When the BIA affirms the IJ’s decision in some respects but not others, we review the IJ’s decision as modified by the BIA decision, i.e., minus the arguments for denying relief that were not affirmed by the BIA. See Xue Hong Yang v. U.S. Dep’t of Justice, 426 F.3d 520, 522 (2d Cir.2005). We review the agency’s factual findings under the substantial evidence standard. See 8 U.S.C. § 1252(b)(4)(B); Corovic v. Mukasey, 519 F.3d 90, 95 (2d Cir.2008). We review de novo questions of law and the application of law to undisputed fact. See Salimatou Bah v. Mukasey, 529 F.3d 99, 110 (2d Cir.2008).

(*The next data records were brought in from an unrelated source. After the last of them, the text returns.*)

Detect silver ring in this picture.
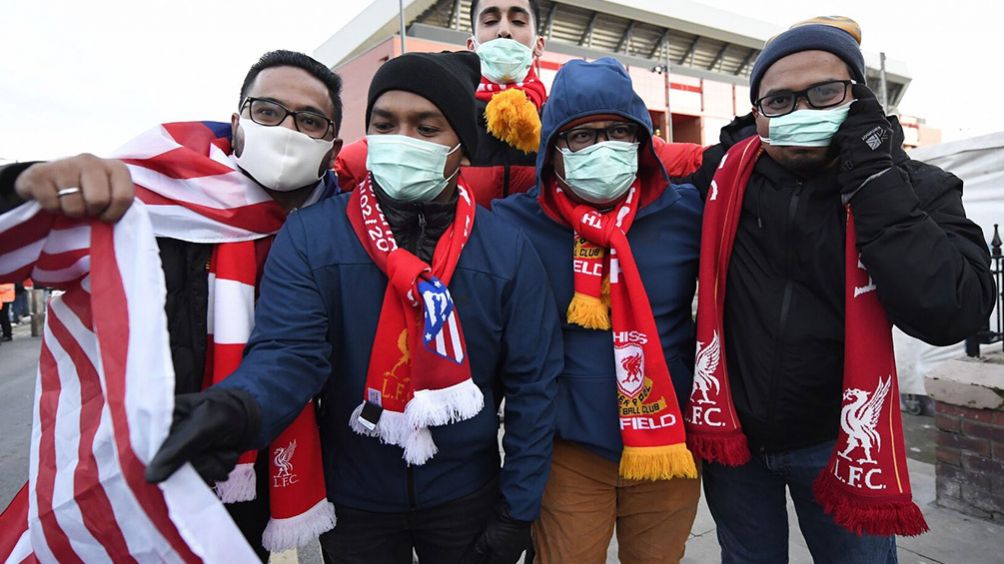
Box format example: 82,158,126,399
56,187,81,198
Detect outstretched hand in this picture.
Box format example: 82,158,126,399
14,153,134,222
145,388,261,484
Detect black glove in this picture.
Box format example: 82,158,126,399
833,84,895,195
462,501,532,564
145,388,261,484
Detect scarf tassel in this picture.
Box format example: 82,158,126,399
348,404,440,465
215,462,257,503
686,433,752,467
403,428,438,465
813,471,930,537
261,499,337,553
349,404,412,446
405,380,485,428
566,292,611,330
484,89,542,154
619,444,699,481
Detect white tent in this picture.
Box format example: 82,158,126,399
893,132,1004,400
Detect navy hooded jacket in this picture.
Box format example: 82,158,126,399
216,192,563,521
493,57,703,462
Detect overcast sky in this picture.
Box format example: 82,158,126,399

As an initial matter, because the BIA did not expressly adopt the IJ’s pretermission of Zhou’s asylum application, but assumed its timeliness and considered it on the merits, we also assume, without deciding, that the application was timely filed. We find no error in the agency’s conclusion that Zhou failed to establish eligibility for asylum, withholding of removal, and CAT relief. See Jian Hui Shao v. Mukasey, 546 F.3d 138, 156-65 (2d Cir.2008). Contrary to Zhou’s argument, the BIA did not err in taking administrative notice of the 2007 Asylum Profile, as the information it cited was merely duplicative of information that was contained in the record in the 2005 Asylum Profile and it was not the sole basis for finding her ineligible for relief. See id. at 167-68.

The BIA reasonably found based on this record that the Chinese government does not physically compel sterilization but rather seeks to secure compliance with its family planning goals by imposing economic and social sanctions as an alternative to sterilization, and that such sanctions do not rise to the level of persecution. See id. at 164(finding that the BIA reasonably concluded that the economic rewards and penalties used to implement the family planning policy in Fujian Province did not necessarily amount to “physical or mental coercion”). While we have recognized that, in some circumstances, “severe economic penalties could be as effective as physical pressure in forcing an involuntary sterilization,” the record evidence in this case did not compel the BIA to find a reasonable possibility of the imposition of penalties amounting to economic persecution upon the petitioner’s return to China. Id. at 161-62.

For the foregoing reasons, the petition for review is DENIED. As we have completed our review, any stay of removal that the Court previously granted in this petition is VACATED, and any pending motion for a stay of removal in this petition is DISMISSED as moot. Any pending request for oral argument in this petition is DENIED in accordance with Federal Rule of Appellate Procedure 34(a)(2), and Second Circuit Local Rule 34(b).